Pour sa part, étant donnée sa perte de confiance envers les USA après leur tentative de coup d’État contre Erdogan en 2016 et l’opacité des intentions américaines en Syrie et en Irak, la Turquie tolère mal la présence militaire et des renseignements américains le long de sa frontière la plus sensible.
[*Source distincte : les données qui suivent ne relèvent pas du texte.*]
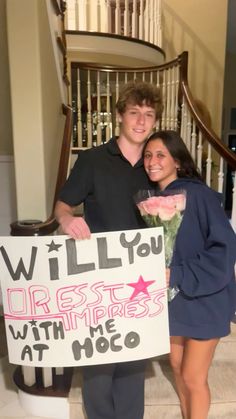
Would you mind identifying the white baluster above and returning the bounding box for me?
[123,0,130,36]
[180,98,187,143]
[174,66,179,130]
[74,0,80,31]
[218,157,224,193]
[197,131,203,173]
[148,0,156,44]
[96,71,102,145]
[144,1,150,42]
[231,171,236,232]
[185,108,192,153]
[115,72,120,137]
[139,0,144,40]
[105,0,112,33]
[206,144,212,186]
[106,73,111,141]
[77,68,83,147]
[161,70,167,129]
[115,0,121,35]
[165,69,171,129]
[132,0,138,38]
[87,70,93,148]
[155,0,162,48]
[190,121,197,162]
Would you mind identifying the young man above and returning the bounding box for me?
[55,82,162,419]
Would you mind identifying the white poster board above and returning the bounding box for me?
[0,228,169,367]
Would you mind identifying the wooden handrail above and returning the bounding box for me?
[178,51,236,170]
[10,104,73,236]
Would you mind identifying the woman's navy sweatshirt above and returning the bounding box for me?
[166,178,236,339]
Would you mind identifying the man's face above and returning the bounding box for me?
[119,104,156,144]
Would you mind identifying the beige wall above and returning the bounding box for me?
[7,0,64,220]
[162,0,228,135]
[0,0,13,155]
[223,52,236,143]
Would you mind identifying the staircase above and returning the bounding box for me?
[5,0,236,419]
[69,323,236,419]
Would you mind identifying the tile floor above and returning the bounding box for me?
[0,357,56,419]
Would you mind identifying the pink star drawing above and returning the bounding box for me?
[127,275,155,300]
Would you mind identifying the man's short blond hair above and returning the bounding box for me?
[116,80,163,119]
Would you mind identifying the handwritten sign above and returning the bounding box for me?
[0,228,169,367]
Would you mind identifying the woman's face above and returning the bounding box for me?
[144,138,179,189]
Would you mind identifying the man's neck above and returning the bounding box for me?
[117,137,144,166]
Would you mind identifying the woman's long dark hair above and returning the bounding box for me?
[144,130,202,180]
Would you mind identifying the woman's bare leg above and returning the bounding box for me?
[170,336,189,419]
[181,339,219,419]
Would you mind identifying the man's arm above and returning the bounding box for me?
[55,201,91,240]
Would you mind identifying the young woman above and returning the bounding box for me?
[144,131,236,419]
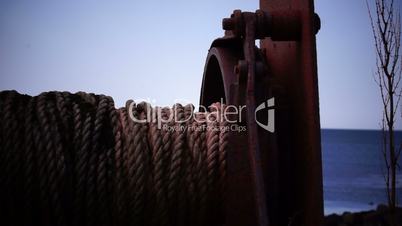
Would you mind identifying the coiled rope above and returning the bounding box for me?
[0,91,228,226]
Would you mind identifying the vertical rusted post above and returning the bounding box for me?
[260,0,323,226]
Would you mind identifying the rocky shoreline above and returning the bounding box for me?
[324,205,402,226]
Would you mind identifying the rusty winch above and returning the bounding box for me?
[201,0,323,226]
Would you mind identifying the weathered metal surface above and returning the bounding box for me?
[200,0,323,226]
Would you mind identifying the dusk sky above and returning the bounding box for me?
[0,0,402,129]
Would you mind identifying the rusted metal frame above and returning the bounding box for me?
[260,0,323,225]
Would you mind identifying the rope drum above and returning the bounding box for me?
[0,91,228,226]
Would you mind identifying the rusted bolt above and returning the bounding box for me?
[234,60,248,78]
[222,10,244,36]
[222,18,235,31]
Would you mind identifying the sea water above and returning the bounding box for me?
[321,129,402,214]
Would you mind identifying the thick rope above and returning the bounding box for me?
[0,91,228,226]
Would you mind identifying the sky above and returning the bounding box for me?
[0,0,402,129]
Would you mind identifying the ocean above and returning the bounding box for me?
[321,129,402,215]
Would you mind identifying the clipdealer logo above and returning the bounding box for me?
[127,97,275,133]
[254,97,275,133]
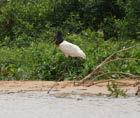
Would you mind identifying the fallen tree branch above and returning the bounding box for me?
[79,45,139,84]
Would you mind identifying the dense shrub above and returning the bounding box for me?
[0,29,140,80]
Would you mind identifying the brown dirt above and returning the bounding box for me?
[0,79,140,95]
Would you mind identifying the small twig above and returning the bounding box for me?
[95,72,140,78]
[47,81,58,94]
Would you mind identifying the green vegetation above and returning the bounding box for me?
[0,0,140,80]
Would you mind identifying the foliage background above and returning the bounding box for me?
[0,0,140,80]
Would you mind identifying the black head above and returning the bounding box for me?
[55,31,64,45]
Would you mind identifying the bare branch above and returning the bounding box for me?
[79,45,139,84]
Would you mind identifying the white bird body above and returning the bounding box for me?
[55,32,86,59]
[58,41,86,59]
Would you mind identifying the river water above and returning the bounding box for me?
[0,92,140,118]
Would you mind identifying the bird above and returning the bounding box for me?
[55,31,86,59]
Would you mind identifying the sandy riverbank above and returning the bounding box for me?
[0,79,140,95]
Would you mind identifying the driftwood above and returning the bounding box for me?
[78,45,140,85]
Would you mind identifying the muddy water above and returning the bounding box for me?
[0,92,140,118]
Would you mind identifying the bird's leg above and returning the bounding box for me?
[65,54,69,58]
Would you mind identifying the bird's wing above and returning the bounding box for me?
[59,41,85,58]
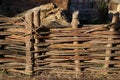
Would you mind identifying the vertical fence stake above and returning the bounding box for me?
[33,9,40,57]
[71,11,80,73]
[104,13,119,74]
[25,11,34,75]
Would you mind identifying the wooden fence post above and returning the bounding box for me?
[71,11,80,72]
[25,11,34,75]
[104,13,119,73]
[33,9,40,57]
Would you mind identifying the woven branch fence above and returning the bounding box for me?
[0,10,120,75]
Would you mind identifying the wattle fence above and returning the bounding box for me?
[0,11,120,75]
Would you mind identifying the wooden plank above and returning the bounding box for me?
[31,49,50,54]
[88,47,120,51]
[7,28,30,34]
[0,50,17,55]
[0,25,25,29]
[0,40,25,45]
[49,33,88,37]
[5,45,26,51]
[49,44,92,49]
[5,54,26,62]
[46,38,91,44]
[85,59,120,64]
[34,43,50,47]
[0,31,24,36]
[0,57,23,63]
[87,40,120,44]
[91,31,120,35]
[6,35,27,42]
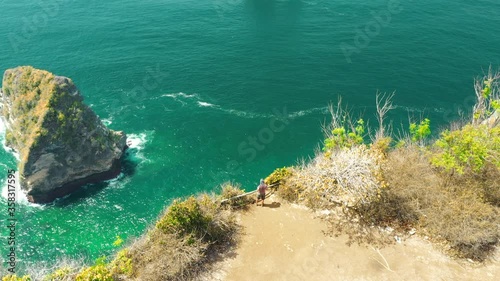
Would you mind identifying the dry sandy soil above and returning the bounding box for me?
[202,197,500,281]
Mais la Turquie ne demandera pas clairement le départ des Américains de Syrie, parce que ce sont des alliés de l’OTAN et tout ça.

D’un autre côté, si les USA ne sont capables ni de protéger leurs alliés kurdes, ni de créer une nouvelle donne de terrain au nord de la Syrie (pour contrer la présence grandissante des Iraniens), et qu’ils perdent aussi la capacité d’influencer les politiques des États de la région, quel est l’intérêt de maintenir « indéfiniment » des poches isolées de présence militaire au nord de la Syrie ?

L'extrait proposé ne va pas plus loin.